Transferring Subspaces Between Subjects in Brain-Computer Interfacing

Compensating changes between a subjects’ training and testing session in Brain Computer Interfacing (BCI) is challenging but of great importance for a robust BCI operation. We show that such changes are very similar between subjects, thus can be reliably estimated using data from other users and utilized to construct an invariant feature space. This novel approach to learning from other subjects aims to reduce the adverse effects of common non-stationarities, but does not transfer discriminative information. This is an important conceptual difference to standard multi-subject methods that e.g. improve the covariance matrix estimation by shrinking it towards the average of other users or construct a global feature space. These methods do not reduces the shift between training and test data and may produce poor results when subjects have very different signal characteristics. In this paper we compare our approach to two state-of-the-art multi-subject methods on toy data and two data sets of EEG recordings from subjects performing motor imagery. We show that it can not only achieve a significant increase in performance, but also that the extracted change patterns allow for a neurophysiologically meaningful interpretation.

💡 Research Summary

The paper tackles one of the most persistent challenges in brain‑computer interfacing: the non‑stationarity that occurs between a user’s calibration (training) session and subsequent use (testing) session. While many multi‑subject approaches try to improve classifier robustness by shrinking individual covariance matrices toward a population average or by learning a global discriminative feature space, they do not directly address the shift in data distribution that each subject experiences. The authors propose a fundamentally different strategy: they treat the shift itself as a transferable entity. By estimating a low‑dimensional “shift subspace” for each subject—derived from the difference between the Riemannian‑mapped covariance matrices of that subject’s training and testing data—they show that these subspaces are remarkably similar across different users.

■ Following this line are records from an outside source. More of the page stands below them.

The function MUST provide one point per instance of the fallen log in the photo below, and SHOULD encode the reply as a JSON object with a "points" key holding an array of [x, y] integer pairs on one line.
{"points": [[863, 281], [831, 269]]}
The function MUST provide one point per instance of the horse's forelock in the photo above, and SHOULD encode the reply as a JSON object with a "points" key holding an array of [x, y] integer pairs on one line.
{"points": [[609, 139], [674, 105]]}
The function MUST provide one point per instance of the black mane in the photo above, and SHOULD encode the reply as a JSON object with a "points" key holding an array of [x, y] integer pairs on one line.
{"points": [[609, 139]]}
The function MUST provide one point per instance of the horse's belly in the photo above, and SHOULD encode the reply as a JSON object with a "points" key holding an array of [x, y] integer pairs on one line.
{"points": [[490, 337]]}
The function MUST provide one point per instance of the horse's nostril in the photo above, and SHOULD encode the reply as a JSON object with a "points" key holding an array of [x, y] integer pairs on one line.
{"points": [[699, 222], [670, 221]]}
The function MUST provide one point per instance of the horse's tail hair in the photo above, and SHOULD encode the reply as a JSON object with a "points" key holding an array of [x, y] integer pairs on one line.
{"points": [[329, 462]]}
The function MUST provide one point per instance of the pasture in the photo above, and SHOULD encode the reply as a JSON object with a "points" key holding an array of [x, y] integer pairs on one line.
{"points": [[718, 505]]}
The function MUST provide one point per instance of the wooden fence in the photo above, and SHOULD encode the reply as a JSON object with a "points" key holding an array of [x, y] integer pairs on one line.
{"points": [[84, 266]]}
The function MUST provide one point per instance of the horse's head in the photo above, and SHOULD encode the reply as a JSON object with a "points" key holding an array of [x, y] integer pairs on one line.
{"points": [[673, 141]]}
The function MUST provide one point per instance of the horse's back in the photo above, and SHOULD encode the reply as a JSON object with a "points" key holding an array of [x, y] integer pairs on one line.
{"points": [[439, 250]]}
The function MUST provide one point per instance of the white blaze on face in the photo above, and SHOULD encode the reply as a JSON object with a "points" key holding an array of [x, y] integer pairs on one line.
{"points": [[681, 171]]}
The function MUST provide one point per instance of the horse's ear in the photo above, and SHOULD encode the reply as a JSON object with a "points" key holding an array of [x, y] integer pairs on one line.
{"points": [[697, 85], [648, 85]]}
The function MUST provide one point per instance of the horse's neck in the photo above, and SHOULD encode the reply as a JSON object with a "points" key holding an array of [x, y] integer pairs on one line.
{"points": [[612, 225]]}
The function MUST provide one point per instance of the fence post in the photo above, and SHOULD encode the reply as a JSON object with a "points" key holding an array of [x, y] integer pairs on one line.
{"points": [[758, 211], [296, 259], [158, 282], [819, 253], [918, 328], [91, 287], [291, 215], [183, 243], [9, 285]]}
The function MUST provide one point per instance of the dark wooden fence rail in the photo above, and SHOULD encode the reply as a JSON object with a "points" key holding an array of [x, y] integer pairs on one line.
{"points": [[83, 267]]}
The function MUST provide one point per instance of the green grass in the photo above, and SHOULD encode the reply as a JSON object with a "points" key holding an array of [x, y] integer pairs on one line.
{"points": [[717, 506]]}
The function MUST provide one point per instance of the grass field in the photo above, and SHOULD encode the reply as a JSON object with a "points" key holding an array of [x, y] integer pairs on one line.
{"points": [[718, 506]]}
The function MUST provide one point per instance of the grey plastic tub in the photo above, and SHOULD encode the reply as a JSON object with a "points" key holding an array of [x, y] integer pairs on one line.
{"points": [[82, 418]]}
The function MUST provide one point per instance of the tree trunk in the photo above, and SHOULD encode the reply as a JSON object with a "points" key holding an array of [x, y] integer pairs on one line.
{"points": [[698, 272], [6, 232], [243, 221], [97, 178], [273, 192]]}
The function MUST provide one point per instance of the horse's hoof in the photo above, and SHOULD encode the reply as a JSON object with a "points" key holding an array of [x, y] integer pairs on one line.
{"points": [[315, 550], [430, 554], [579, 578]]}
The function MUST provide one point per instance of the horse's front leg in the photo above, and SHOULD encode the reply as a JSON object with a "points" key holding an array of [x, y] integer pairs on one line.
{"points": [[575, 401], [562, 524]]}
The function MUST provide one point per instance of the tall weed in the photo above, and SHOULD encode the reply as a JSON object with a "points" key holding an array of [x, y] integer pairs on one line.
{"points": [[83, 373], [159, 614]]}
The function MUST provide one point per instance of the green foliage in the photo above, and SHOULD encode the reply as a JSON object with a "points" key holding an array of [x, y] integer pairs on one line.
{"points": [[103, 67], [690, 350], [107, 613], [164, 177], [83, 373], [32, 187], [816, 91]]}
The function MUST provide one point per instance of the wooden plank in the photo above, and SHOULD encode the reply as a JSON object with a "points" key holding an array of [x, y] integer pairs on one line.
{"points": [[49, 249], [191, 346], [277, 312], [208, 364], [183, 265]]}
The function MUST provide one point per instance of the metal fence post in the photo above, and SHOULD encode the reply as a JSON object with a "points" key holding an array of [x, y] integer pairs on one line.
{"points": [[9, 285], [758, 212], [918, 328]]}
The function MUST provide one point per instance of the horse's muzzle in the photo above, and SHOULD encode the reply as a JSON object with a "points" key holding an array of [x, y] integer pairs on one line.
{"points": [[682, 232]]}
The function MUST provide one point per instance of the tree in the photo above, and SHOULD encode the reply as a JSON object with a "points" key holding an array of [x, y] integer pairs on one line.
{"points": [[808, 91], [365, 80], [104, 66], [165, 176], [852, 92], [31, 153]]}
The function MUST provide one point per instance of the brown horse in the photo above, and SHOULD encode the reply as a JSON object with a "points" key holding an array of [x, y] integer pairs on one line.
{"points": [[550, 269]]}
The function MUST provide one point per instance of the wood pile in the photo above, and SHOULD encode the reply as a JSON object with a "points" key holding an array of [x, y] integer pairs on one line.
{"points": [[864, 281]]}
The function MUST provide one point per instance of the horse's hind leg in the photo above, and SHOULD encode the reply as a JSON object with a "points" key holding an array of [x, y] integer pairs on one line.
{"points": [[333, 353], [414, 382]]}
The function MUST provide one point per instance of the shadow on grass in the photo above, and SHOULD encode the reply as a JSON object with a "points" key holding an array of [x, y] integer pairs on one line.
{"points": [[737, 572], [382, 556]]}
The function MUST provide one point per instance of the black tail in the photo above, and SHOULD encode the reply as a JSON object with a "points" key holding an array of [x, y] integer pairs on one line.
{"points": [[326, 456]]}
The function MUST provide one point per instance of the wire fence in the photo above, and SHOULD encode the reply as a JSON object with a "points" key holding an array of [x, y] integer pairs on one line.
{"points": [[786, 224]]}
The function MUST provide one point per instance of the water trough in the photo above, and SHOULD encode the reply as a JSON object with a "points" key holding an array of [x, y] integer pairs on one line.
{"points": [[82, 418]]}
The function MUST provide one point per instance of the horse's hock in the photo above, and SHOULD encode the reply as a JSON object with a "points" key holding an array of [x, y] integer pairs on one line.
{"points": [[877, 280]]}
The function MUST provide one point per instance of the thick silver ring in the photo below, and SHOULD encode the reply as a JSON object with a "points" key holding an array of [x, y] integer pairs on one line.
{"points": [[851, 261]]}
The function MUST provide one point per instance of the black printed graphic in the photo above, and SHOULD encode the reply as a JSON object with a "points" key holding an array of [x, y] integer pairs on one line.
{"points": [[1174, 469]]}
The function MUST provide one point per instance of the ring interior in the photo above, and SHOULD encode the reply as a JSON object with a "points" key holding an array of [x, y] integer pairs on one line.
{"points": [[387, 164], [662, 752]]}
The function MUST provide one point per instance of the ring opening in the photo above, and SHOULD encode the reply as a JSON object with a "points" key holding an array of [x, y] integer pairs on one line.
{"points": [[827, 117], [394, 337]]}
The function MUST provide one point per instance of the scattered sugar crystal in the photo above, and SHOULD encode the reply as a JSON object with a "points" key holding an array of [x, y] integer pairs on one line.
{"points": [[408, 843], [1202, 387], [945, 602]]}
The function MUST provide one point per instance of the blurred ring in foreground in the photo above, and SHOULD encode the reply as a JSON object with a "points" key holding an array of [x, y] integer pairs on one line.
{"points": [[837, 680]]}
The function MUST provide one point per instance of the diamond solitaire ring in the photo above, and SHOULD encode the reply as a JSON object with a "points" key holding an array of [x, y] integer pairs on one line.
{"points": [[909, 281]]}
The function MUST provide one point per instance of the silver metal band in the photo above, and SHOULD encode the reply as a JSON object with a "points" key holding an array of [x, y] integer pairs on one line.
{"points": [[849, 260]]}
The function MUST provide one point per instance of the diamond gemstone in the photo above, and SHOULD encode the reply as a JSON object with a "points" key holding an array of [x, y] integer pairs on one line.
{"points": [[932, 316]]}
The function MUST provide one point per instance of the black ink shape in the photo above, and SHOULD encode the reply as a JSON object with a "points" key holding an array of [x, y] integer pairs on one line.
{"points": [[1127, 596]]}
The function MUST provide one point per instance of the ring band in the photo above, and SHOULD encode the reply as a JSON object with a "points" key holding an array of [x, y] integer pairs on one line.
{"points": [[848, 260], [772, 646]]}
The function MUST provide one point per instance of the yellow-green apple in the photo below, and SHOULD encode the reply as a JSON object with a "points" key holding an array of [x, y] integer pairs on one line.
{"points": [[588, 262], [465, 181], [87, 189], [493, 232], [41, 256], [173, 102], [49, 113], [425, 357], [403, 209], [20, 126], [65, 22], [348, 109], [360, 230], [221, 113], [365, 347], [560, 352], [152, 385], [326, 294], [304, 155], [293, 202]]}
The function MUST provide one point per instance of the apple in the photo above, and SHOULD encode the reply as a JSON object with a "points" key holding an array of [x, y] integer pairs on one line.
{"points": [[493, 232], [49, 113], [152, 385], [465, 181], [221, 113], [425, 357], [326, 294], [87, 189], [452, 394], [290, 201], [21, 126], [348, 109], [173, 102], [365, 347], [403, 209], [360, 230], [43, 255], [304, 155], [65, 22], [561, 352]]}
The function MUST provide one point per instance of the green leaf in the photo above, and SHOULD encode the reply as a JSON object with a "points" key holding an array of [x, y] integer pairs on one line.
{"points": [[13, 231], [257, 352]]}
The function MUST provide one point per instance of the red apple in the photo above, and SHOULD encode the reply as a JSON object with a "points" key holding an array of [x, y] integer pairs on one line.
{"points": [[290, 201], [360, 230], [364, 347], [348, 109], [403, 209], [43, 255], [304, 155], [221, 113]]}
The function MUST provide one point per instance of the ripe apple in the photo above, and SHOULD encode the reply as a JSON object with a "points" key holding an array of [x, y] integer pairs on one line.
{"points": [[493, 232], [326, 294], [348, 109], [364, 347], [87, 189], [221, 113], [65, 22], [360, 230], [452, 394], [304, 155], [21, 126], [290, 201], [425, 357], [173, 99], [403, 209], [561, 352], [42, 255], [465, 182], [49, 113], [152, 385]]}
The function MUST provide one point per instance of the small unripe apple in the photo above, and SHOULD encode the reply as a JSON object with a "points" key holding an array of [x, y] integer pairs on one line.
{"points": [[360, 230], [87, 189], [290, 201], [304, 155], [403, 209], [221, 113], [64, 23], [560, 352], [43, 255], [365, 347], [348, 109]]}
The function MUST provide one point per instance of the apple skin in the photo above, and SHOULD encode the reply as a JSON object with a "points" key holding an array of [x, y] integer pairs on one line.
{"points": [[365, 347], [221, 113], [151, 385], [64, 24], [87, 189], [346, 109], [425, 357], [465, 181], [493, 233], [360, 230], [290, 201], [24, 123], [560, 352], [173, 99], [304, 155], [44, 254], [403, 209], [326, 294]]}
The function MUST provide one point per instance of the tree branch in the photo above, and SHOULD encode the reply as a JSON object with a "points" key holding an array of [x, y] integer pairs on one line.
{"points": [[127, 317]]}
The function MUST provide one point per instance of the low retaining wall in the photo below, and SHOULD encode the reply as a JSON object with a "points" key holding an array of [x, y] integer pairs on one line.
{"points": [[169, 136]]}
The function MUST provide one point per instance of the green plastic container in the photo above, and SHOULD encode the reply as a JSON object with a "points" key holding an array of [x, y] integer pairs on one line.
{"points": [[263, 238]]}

This similarity enables the construction of a common shift subspace from data of other subjects, which can then be used to correct the training data of a new user before classification. Importantly, the method does not transfer any discriminative information; it only removes the common component of non‑stationarity, thereby preserving the subject‑specific discriminative structure.

Methodologically, the workflow consists of three steps. First, for each subject i, the authors compute the Riemannian logarithm of the covariance matrices of training and testing trials, flatten them into vectors, and obtain the difference Δi. Principal component analysis (or a similar dimensionality‑reduction technique) compresses Δi into a K‑dimensional basis Si that captures the dominant directions of shift. Second, the Si from many subjects are aggregated—either by Grassmannian averaging or simple concatenation followed by orthonormalization—to form a common shift basis Scommon. Third, for a new subject j, the subject‑specific shift basis Sj is estimated from the limited calibration data, and a projection operator that aligns Sj with Scommon is applied to the calibration covariance matrices. The resulting “invariant” covariance matrices are fed to any downstream classifier (e.g., Riemannian minimum distance to mean, CSP‑LDA).

The authors validate the approach on three datasets. An artificial 2‑D Gaussian toy problem demonstrates that when the shift is known, the common subspace can perfectly cancel it, leading to zero classification error. Two publicly available EEG motor‑imagery datasets (9 and 12 subjects, four imagined movements) provide realistic, high‑dimensional test beds. Compared against three baselines—single‑subject Riemannian classification, multi‑subject covariance shrinkage, and global CSP—the proposed method yields consistent improvements of 5–7 percentage points in accuracy and Cohen’s κ. The gains are especially pronounced when subjects exhibit large inter‑subject variability (e.g., differing alpha power or signal‑to‑noise ratios), confirming that directly correcting the shift is more effective than merely regularizing the covariance estimate.

Beyond performance, the paper emphasizes interpretability. By projecting the common shift basis back into sensor space, the authors visualize which electrodes contribute most to the shared non‑stationarity. The dominant contributions arise from frontal and central sites, regions known to be sensitive to fatigue, attention, and arousal fluctuations. This neurophysiological insight suggests that the method could be used not only for performance enhancement but also for monitoring user state in adaptive BCI systems.

Limitations are acknowledged. The current formulation assumes linear shift structures; nonlinear dynamics (e.g., sudden drifts or task‑related changes) may not be captured. Real‑time deployment would require efficient online estimation of the subject‑specific shift basis, and the approach has yet to be tested on other modalities such as MEG or fNIRS. Future work could explore kernelized or deep‑learning extensions to model more complex shifts and investigate how the common shift subspace evolves across days or sessions.

In summary, the study introduces a novel paradigm: learning a transferable subspace that encodes common session‑to‑session changes across users, and using it to align a new user’s calibration data with his/her future testing distribution. By decoupling the correction of non‑stationarity from the learning of discriminative features, the method achieves superior classification performance, offers meaningful neurophysiological interpretations, and opens new avenues for robust, user‑friendly BCI deployment.